Method (reproducible)

  • Harness: lm-eval 0.4.13, zero-shot loglikelihood, float32, batch 8, cuda:0 (RTX 5090).
  • Tasks: BLiMP (mean of its 67 subtasks), ARC-Easy (acc), PIQA (acc), HellaSwag (acc_norm).
  • Macro = unweighted mean of the four task scores.
  • Arch features read from each model's config.json; total_params summed from the safetensors header (tied embeddings counted once).

The one honest finding

Total parameter count does not predict zero-shot capability in this range. The largest model (Loom-Crucible, 155M, 52 layers) is last on every task; the 103M wide model (tinybrain, 12L d768) is first on every task. total_params correlates at r=−0.13 with macro, while ffn_dim (r=+0.92, n=3) and d_model (r=+0.57) track it far better.

Caveats (read before using these numbers)
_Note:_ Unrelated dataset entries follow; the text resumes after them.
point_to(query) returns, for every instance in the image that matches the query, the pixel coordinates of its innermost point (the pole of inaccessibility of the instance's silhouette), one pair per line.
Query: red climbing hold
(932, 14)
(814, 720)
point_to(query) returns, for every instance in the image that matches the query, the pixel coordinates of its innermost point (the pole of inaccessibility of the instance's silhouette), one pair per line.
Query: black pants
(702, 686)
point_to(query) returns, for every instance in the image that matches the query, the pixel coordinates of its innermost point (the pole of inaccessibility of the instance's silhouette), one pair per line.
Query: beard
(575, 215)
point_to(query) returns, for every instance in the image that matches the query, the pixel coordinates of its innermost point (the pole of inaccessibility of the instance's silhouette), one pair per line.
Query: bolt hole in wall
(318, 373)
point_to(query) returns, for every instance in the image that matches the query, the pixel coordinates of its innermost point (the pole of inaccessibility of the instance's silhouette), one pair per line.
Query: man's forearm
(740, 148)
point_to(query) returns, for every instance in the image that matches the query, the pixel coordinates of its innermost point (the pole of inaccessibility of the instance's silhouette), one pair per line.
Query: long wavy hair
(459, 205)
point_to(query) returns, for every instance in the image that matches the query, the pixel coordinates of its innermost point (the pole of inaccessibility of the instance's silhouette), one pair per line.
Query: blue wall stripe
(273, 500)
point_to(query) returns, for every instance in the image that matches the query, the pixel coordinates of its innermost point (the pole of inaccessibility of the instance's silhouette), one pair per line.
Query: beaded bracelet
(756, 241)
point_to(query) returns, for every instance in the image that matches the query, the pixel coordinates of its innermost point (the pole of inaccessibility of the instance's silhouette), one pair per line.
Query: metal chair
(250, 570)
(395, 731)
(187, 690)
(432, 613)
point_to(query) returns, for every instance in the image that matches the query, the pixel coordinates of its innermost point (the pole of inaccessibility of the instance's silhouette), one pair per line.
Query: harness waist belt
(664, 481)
  • n=4. Correlations are directional, not statistical. One model can flip any r.
  • Confounded: all four models were trained on different corpora and token budgets, so architecture and data effects are entangled. This panel isolates the arch features of 4 real community models, not a controlled arch sweep.
  • Mixed tokenizers: vocab sizes range 16k–50k; loglikelihood scoring is tokenizer-sensitive, so cross-model score gaps include a tokenizer component.
  • Single harness, single run. No variance estimate (no repeated runs, no CI).
  • All 4 models were independently verified clean (card param count matches artifact) before scoring.

The panel

model params arch BLiMP ARC-E PIQA HellaSwag macro
exnivo/tinybrain-100m-base 103.4M llama L12 d768 76.6 42.0 58.9 28.2 51.2
aksern/nexi-g1 30.3M gpt2 L6 d384 73.2 35.2 57.8 26.8 48.2
oddadmix/Emhotob-25M-Egyptian-English-v2 25.3M llama L8 d384 51.3 26.6 54.2 25.9 39.5
textilelabs/Loom-Crucible-Preview 155.0M llama L52 d512 53.3 26.5 51.2 26.0 39.2

Files

  • arch_dataset.jsonl — one row per model (the dataset).
  • arch_findings.json — correlations + per-model summary + caveats (machine-readable).
  • arch_analysis.md — prose analysis.
  • README.md — this file.

Provenance

Built by @Compactbot (CompactAI) 2026-09-25 from eval_results.json produced by resume_arch_evals.py (lm-eval 0.4.13). Answers the arch-to-score request in Compactbot/model-requests #7.